Note: Don’t Skimp on Shades of Foundation
When you’re on a budget, keeping it to essentials is a must. But that said, you should include a wide range of foundations to match all skin types.
“The most important thing for a makeup artist’s kit is a global selection of foundations and concealers, at least with the ability to mix them and match shades,” says Mandie Brice, a makeup artist with celebrity experience and a recent author of her own makeup book, “There are so many horror stories of artists in very professional situations who don’t have foundation or complexion makeup to match all of the models, and it is shameful!”
A Good Makeup Light
“Don’t even think about booking a client until you have one,” says Novicky. “And please don’t use a ring light — this casts a filter on your client’s face.

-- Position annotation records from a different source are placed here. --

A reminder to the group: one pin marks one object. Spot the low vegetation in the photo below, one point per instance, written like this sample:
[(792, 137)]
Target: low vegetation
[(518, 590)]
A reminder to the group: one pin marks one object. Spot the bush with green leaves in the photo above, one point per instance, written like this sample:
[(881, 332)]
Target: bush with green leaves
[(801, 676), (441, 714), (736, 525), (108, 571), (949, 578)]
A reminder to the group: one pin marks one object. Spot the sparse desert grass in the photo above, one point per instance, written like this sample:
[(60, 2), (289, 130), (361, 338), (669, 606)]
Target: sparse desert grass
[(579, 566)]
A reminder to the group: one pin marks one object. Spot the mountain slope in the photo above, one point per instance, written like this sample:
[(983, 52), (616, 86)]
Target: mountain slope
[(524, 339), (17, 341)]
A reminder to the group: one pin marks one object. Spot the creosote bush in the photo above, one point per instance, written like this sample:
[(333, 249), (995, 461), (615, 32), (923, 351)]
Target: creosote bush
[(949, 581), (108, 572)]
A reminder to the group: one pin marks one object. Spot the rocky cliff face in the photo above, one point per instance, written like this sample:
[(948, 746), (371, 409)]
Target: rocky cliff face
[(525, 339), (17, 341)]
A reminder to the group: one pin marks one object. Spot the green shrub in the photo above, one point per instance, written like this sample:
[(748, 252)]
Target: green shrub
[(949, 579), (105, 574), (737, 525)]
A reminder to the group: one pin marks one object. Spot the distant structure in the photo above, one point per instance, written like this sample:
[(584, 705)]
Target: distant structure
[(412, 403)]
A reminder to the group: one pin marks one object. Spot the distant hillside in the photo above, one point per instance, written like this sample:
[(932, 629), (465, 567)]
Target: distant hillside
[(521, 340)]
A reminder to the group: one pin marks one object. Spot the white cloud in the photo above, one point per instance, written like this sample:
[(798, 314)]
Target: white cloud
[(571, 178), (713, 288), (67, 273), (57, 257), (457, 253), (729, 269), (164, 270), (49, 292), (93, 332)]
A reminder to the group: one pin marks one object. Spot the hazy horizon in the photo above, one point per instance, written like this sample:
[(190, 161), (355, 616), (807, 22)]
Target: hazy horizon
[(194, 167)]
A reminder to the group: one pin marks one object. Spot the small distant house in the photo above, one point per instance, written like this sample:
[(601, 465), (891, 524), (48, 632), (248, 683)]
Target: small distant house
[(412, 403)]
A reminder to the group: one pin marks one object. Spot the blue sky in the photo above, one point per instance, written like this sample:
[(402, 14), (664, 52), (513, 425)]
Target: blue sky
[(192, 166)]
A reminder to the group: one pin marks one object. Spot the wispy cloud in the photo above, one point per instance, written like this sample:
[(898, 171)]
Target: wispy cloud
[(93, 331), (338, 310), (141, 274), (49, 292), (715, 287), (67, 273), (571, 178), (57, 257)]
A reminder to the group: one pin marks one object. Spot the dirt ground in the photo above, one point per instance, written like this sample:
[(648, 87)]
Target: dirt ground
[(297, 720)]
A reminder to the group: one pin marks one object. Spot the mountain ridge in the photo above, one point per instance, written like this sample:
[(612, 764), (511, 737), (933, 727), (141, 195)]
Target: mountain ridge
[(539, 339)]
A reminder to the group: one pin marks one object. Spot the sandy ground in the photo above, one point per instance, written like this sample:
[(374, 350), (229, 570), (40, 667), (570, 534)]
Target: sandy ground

I’d hate for them to walk outside and the makeup not look the way it looked in your chair.” Instead, she recommends a key light from The Makeup Light.
Include Some Deep Cut Knowledge, Too
Makeup artist, Essie Button’s product list closely resembles Gray’s (Her pro tip on primers: “There’s a primer variant for every skin type, and I suggest your kit includes one for dry skin and one for oily skin”), but she adds that knowing where your product ingredients come from — and how they affect different skin types —is a must-have as well:
“Product knowledge is a big one for me. As fun as makeup artistry is, you need to understand that you are also responsible for someone’s skin,” says Button, “You want to be informed enough to answer a client’s query, which displays your confidence in your art and puts the client at ease knowing they’re in good hands.”
Other Tips for Starting a Freelance Makeup Kit
Beyond the list of products, our makeup artist pros also had some thoughts on budgeting for a freelance makeup career — including the makeup kit must-haves worth the splurge, how to properly organize your set, and…the add-ons you can go right ahead and skip. Here are a few of their professional makeup kits do’s and don’ts.
“Try to get everything as condensed as possible,” says Novicky. “Learn how to depot — that’s taking things out of their original container and putting them in a smaller more condensed palette. I’ve depotted all of my lipsticks. Warning: Once you start depotting you will become obsessed!”
Don’t: Buy Every Shade of Everything Ever
“Many new makeup artists think they need to break the bank and stock up their shelves with every color of every brand and product,” says Frias, “That couldn’t be further from the truth! You are an artist. Artists mix and blend to achieve the color or look they want. Get creative when mixing your shades and you’ll be surprised at how much you love the results!”
Do: Invest in Quality, Multi-purpose Products
“If you use products that are not high quality, not only will you not get the same results for your clients’ makeup looks, but clients could also experience adverse reactions due to questionable ingredients,” says Buhler. But she also gets the need to budget wisely and, like Frias, recommends thinking about ways to put fewer products to more uses.
“If you feel overwhelmed with how many products and tools you think you need to include, try to find things that serve more than one purpose,” she says. “For instance, look for brushes that can be used for multiple application purposes or cosmetics that can be used for more than one area of the face. This will help cut down on how heavy your kit is, as well as how many products you have to dig through during an appointment.”
Don’t: Buy from Big Name Stores
“Steer clear of retail stores like Sephora or Ulta. You will go broke very fast, and there’s so much packaging with these cosmetics because they are made to stay in a vanity and look pretty,” says Novicky. “Unless you get a deep discount at these stores, it’s not worth it. You need makeup that fits in a travel bag. This will also keep you efficient — and you want to be as efficient as possible!”
Do: Go Dutch
“If you’re in beauty school and have a classmate buying a kit at the same time, splitting items and de-potting them into smaller containers (like vuesets, small plastic foundation pumps, Z Palettes) is really smart because it cuts your costs down, and you can organize your kit into a smaller, easier to carry version,” says Brice, “And, you don’t have to worry about your products expiring before you use them up!”
Don’t: Be Afraid to Show Your Personal Taste
“One of the best things that you can do is take your personal favorite palette/s with you,” says Gray. “It adds that personal touch and gives you a boost of confidence without you even knowing it.”
Do: Be a Little Extra
“I also recommend carrying some basics in terms of hair and wardrobe (like a couple of combs, hair spray, some hair elastics, a lint brush, safety pins),” says Brice. “It is always wonderful to be a good team player and overdeliver on set.”